Within the time limited by statute, the defendant gave the required notice in writing. Thereafter he appointed Dresser as his member of the appraisal committee, and the bank appointed Hinckley as its member.

The defendant made all reasonable efforts in good faith to have the third member of the committee appointed without result. In September, 1905, he retained an attorney, who communicated with Hinckley, urging him to join in making the appointment. The effort failed. On January 3, 1905, the bank declared a dividend, and sent to the defendant a check for the amount thereof due on 40 shares. The defendant promptly returned the check, declaring that he was not a stockholder. Other dividends were declared to the defendant by the bank on July 1, 1905, and January 1 and July 1, 1906. None of these three dividends were sent to or received by the defendant. On the bank’s stock ledger the defendant was credited throughout with 40 shares. The bank never refused the defendant or withheld from him any of the rights and privileges of a stockholder; but the defendant never used or asserted any of these rights or privileges after September 5, 1904. The stock certificates were in the defendant’s possession at the time of trial. The plaintiff was duly appointed receiver of the bank on August 16, 1906. The Comptroller of the Currency duly ordered an as*832sessment of 100 per cent., which the receiver seeks to collect from the defendant in this action.

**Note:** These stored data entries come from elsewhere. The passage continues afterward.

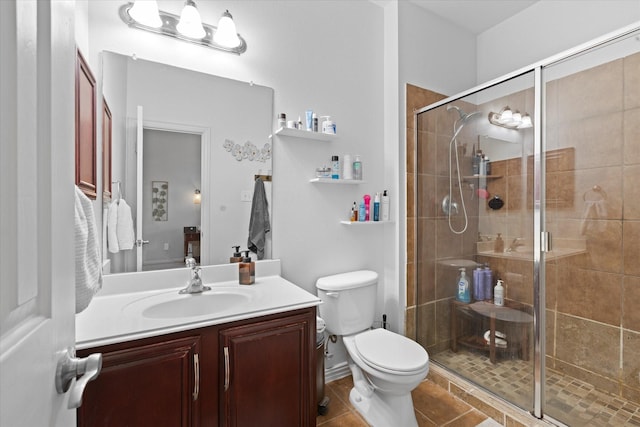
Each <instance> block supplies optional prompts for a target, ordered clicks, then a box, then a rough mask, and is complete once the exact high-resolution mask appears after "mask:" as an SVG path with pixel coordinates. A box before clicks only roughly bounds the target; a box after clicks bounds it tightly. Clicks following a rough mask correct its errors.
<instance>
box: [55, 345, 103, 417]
mask: <svg viewBox="0 0 640 427" xmlns="http://www.w3.org/2000/svg"><path fill="white" fill-rule="evenodd" d="M101 369H102V353H94V354H90V355H89V356H87V357H85V358H79V357H75V351H74V350H73V349H71V348H69V349H67V350H66V351H65V352H64V354H63V355H62V356H61V357H60V359H59V360H58V366H57V368H56V391H57V392H58V393H59V394H63V393H66V392H67V391H69V389H71V394H70V395H69V405H68V408H69V409H74V408H79V407H80V405H82V394H83V393H84V389H85V387H86V386H87V383H88V382H89V381H91V380H93V379H94V378H96V377H97V376H98V374H100V370H101ZM74 379H76V381H75V383H73V380H74Z"/></svg>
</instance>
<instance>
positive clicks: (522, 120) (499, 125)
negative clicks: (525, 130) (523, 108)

By the terms of the statute, the defendant ceased to be a stockholder of the bank on giving his notice of withdrawal September 5, 1904. The purpose of the statute is to permit any stockholder under the circumstances stated to withdraw at once from the bank and so to terminate his liability. Congress did not intend that this liability should continue throughout the time taken to appraise the value of the defendant’s shares. The defendant ceased to be a stockholder upon his giving the required notice.

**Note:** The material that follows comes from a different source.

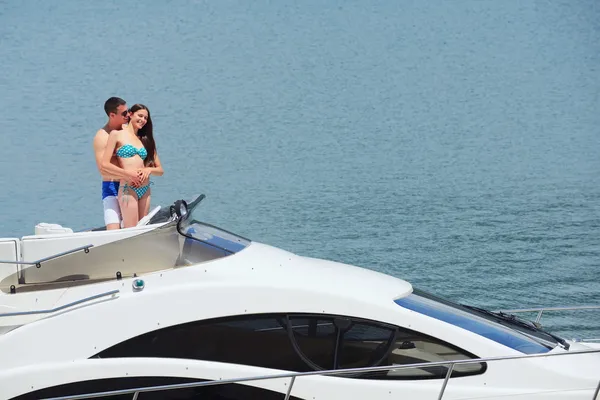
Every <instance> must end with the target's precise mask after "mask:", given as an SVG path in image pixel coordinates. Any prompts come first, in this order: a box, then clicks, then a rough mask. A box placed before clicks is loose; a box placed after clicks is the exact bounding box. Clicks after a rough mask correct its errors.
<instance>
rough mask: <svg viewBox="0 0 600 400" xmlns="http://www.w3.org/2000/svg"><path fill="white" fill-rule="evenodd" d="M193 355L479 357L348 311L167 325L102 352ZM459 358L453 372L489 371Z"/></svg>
mask: <svg viewBox="0 0 600 400" xmlns="http://www.w3.org/2000/svg"><path fill="white" fill-rule="evenodd" d="M96 357H100V358H112V357H164V358H188V359H197V360H208V361H218V362H225V363H233V364H241V365H253V366H258V367H264V368H273V369H281V370H288V371H298V372H307V371H314V370H329V369H340V368H361V367H372V366H380V365H382V366H383V365H396V364H398V365H406V364H415V363H424V362H441V361H450V360H463V359H472V358H476V356H475V355H473V354H470V353H468V352H466V351H464V350H461V349H459V348H457V347H455V346H452V345H451V344H448V343H445V342H443V341H440V340H438V339H436V338H433V337H430V336H427V335H424V334H422V333H419V332H415V331H412V330H409V329H404V328H399V327H397V326H393V325H389V324H383V323H379V322H375V321H368V320H360V319H357V318H348V317H343V316H326V315H307V314H303V315H283V314H281V315H243V316H237V317H231V318H223V319H215V320H206V321H198V322H193V323H187V324H182V325H178V326H173V327H168V328H163V329H160V330H157V331H154V332H149V333H146V334H144V335H141V336H139V337H136V338H132V339H130V340H127V341H125V342H122V343H120V344H118V345H116V346H113V347H111V348H109V349H107V350H104V351H102V352H100V353H99V354H97V355H96ZM485 368H486V365H485V363H477V364H466V365H457V366H455V368H454V371H453V374H452V376H453V377H454V376H465V375H473V374H480V373H483V372H485ZM446 371H447V367H446V366H435V367H427V368H425V367H424V368H420V369H397V370H392V371H383V372H377V373H368V374H365V373H362V374H356V373H355V374H354V375H344V376H347V377H360V378H372V379H431V378H436V379H437V378H444V377H445V375H446Z"/></svg>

But a person who is not a stockholder may yet be liable as a stockholder to' the creditors of a corporation, if he has placed his name upon the books of the corporation as a stockholder, or, in some cases, if he has permitted his name to remain upon its books after he has ceased to be a stockholder. In such case the stockholder is held liable by estoppel. Nat. Bank v. Case, 99 U. S. 628, 25 L. Ed. 448. The creditors are deemed to rely upon the statements contained in the corporation’s books. In the case at bar, a necessary element of the estop-pel is wholly wanting. The defendant did not place or cause to be placed his name upon the stock ledger after he had ceased to be a stockholder. He did not permit it to remain upon that book, and its retention was caused solely by a failure of duty on the part of the bank and its officers. Whitney v. Butler, 118 U. S. 655, 7 Sup. Ct. 61, 30 L. Ed. 266; Earle v. Carson, 188 U. S. 42, 23 Sup. Ct. 254, 47 L. Ed. 373. Under the circumstances, an offer to surrender the certificates would have been a vain formality. Even if it be admitted that the ingenuity of the plaintiff’s counsel has now suggested some attempt at removal which the defendant omitted to make, and which might possibly have resulted in success, yet this suggestion falls far short of the evidence required to make out the defendant’s estoppel. The defendant was not a stockholder in the bank at the time the receivership was instituted, nor was he at that time estopped from denying that he was a stockholder.

In Apsey v. Whittemore, 85 N. E. 91, where the facts were exactly similar, the Supreme Judicial Court of Massachusetts reached our result by a course of reasoning which may be somewhat different from ours, but is in no way inconsistent.

The judgment of the Circuit Court is reversed, the verdict is set aside, the case is remanded to that court for further proceedings consistent with.our opinion passed down this day, and the plaintiff in error recovers his costs of appeal.